AODA deadlines: the date has already passed
This is the part Ontario businesses most often misunderstand. The major web deadline is in the past, not the future.
- 1 January 2021: large private and non-profit organizations (50+ employees) and all public-sector bodies must make their websites and web content conform to WCAG 2.0 Level AA.
- Ongoing: the requirement is continuous. Every new page, blog post, campaign landing page, or PDF you publish must meet the standard, not just the site you had in 2021.
- Periodic reporting: designated public-sector organizations and large private and non-profit organizations file accessibility compliance reports with the province on a recurring basis.
In other words, there is no grace period left to wait out. If you are over the threshold and your site is not conformant, you are already non-compliant.
What non-compliance actually costs
AODA is backed by administrative penalties that the Ontario government can levy, and directors and officers can be held accountable. Beyond formal enforcement, the everyday costs are usually larger: accessibility complaints, customers who abandon an unusable checkout, procurement contracts you cannot win because you cannot demonstrate conformance, and rushed remediation under deadline pressure.
Keep claims defensible and keep records. A documented audit, a remediation log, and a published multi-year accessibility plan are what regulators and partners actually want to see.
Practical steps to reach AODA compliance
You do not need to fix everything at once. Work in priority order, starting with the barriers that block the most users on your highest-traffic pages.
1. Scan to find your real barriers
Start with an automated baseline. Run your homepage, a key landing page, and your checkout through a free accessibility scan to surface contrast failures, missing alt text, unlabeled form fields, and broken heading structures. Automated tools reliably catch roughly a third to half of WCAG issues, which makes them the right first pass, not the last word.
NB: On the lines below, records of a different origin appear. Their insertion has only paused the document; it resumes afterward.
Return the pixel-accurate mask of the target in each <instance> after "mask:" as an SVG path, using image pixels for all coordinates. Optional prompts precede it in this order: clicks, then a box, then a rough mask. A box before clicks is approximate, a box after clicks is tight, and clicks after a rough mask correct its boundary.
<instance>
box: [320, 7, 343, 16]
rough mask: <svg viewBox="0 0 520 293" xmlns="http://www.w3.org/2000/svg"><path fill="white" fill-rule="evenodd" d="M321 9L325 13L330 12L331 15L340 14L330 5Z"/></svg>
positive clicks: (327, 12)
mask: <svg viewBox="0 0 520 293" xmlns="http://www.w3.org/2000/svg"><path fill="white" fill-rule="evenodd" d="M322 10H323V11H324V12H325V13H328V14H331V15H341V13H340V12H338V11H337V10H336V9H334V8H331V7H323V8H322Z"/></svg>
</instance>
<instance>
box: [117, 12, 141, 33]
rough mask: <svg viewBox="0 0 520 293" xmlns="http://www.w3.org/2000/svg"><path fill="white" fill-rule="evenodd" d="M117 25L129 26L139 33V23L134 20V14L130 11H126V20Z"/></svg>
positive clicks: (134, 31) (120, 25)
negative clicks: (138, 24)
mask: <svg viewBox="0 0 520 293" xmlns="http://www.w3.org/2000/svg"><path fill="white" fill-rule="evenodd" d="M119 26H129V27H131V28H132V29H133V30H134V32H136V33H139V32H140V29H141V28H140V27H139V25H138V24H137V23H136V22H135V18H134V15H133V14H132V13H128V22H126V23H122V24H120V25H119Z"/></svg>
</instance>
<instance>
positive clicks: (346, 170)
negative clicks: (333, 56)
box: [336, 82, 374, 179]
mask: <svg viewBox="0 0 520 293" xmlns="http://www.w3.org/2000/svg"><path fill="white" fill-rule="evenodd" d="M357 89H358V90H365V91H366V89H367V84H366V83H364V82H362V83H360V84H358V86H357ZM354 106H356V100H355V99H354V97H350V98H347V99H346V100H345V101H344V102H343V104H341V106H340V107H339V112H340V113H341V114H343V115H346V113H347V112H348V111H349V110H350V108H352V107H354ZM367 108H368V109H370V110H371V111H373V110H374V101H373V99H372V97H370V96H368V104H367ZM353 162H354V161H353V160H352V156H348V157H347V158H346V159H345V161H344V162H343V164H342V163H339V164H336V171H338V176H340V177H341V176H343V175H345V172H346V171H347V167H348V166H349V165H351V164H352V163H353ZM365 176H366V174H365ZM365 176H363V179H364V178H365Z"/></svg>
2. Manually test what tools cannot
Tab through every page with only your keyboard. Can you reach and operate the menu, the cookie banner, the modal, the Add to Cart button, and complete a purchase? Then test with a screen reader. Use the accessibility checklist to keep coverage consistent across the team.
3. Fix in priority order
Triage by impact: keyboard traps and an inaccessible checkout come before a contrast tweak on a footer link. Bake fixes into your templates and components so new pages inherit accessibility instead of repeating the same mistakes.
4. Publish an accessibility statement and keep records
Document your conformance status, known issues, and how users can request accommodations or report barriers. A free accessibility statement generator gives you a defensible starting point. Pair it with a multi-year plan and re-scan after every significant release, since accessibility regresses the moment new code ships.